La furie des Apaches



El hombre de la Diligencia
1964
José María Elorrieta

La furie des apaches aka Furie Apache aka La vengeance des Apaches est un très honnête petit western espagnol fauché pré-Léonien, inspiré de la Chevauchée Fantastique de John Ford, avec une menace indienne permanente qui permet aux blancs encore en vie de régler leurs différents différends entre eux.  Bien sûr, les amateurs de fous-rire et autres écumeurs de nanardises auront matière à se délecter d'un cinéma qui a mal vieilli, et qui n'avait pas les moyens de ses ambitions, mais qui fut pourtant suffisant pour divertir toute une génération de spectateurs pas encore abreuvée en masse par la télévision.

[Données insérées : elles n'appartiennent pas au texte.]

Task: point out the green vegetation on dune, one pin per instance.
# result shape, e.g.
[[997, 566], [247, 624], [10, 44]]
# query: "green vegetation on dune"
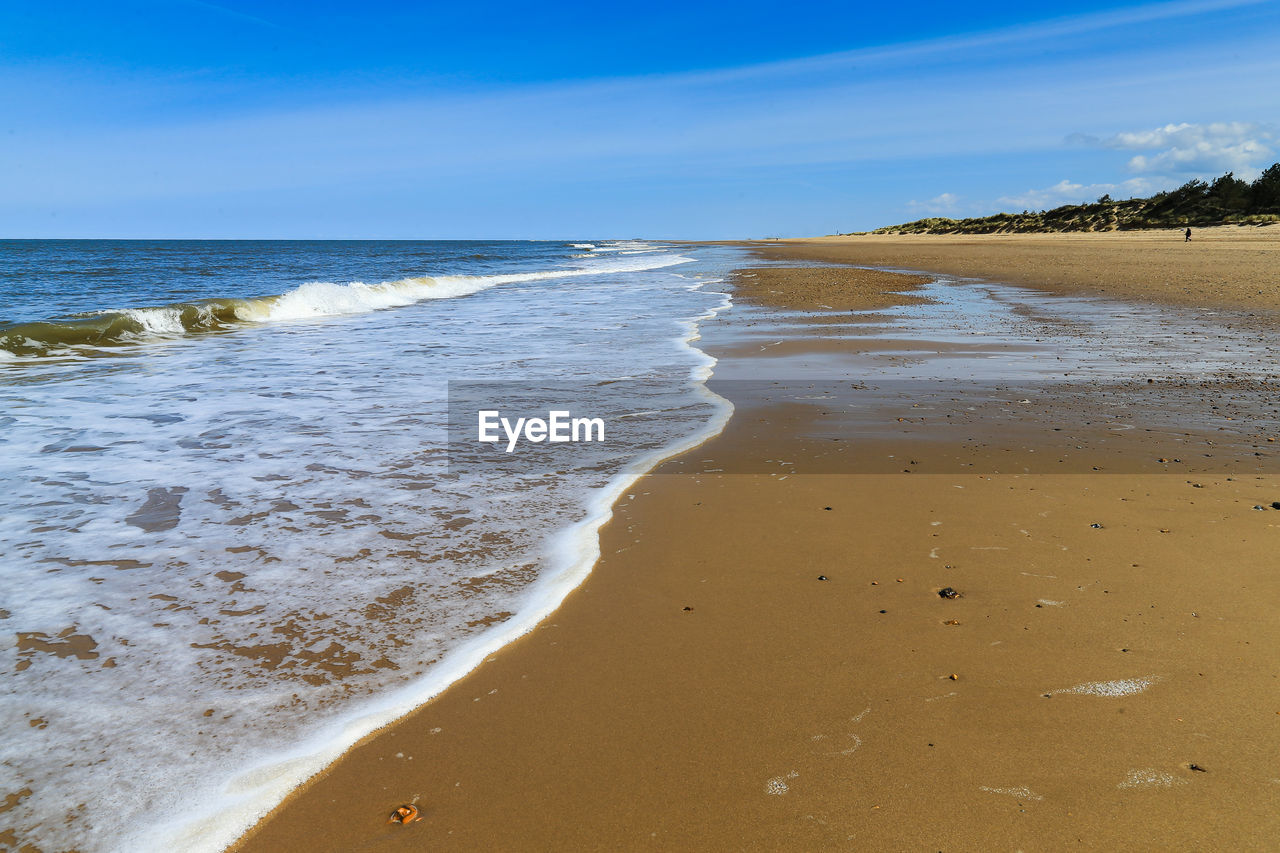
[[1225, 201]]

Du western espagnol pas encore spaghetti donc, même si on trouve déjà ça et là des postures, des trognes, des regards qui n'échapperont pas aux connaisseurs. Même au sein du pourtant peu reconnu western espagnol, José María Elorrieta n'est pas une pointure recommandée par les aficionados. Pourtant sa réalisation est très correcte, à condition bien sûr de se mettre dans l'ambiance et d'apprécier le charme désuet de ces petites productions. Les acteurs ne se font pas spécialement remarquer non plus, ni par leur jeu, ni par une renommée qui aurait pu arriver ultérieurement pendant le boom du western spaghetti. Sur western maniac, on souligne qu'Aldo Sambrel est peut-être un gars qu'on aperçoit de loin au fond à droite, ce qui en dit long finalement sur la postérité du film. Le doublage français est caractéristique des doublages à la chaîne de l'époque, peu portés sur la nuance et très théâtraux. Contrairement à certains, j'ai apprécié la voix off de l'introduction qui tente d'apporter une touche de lyrisme à l'américaine en plaquant des dates et des lieux de l'histoire américaine sur fond de canyons espagnols. En somme, la plus grande curiosité de tout cela, c'est que ce type de film, qui aurait pu largement être oublié de tous, soit encore disponible de nos jours (grâce au boum des dvd des années 2000), et qu'une génération qui n'était pas née à l'époque soit en mesure de le regarder, et même - étrangement - de l'apprécier.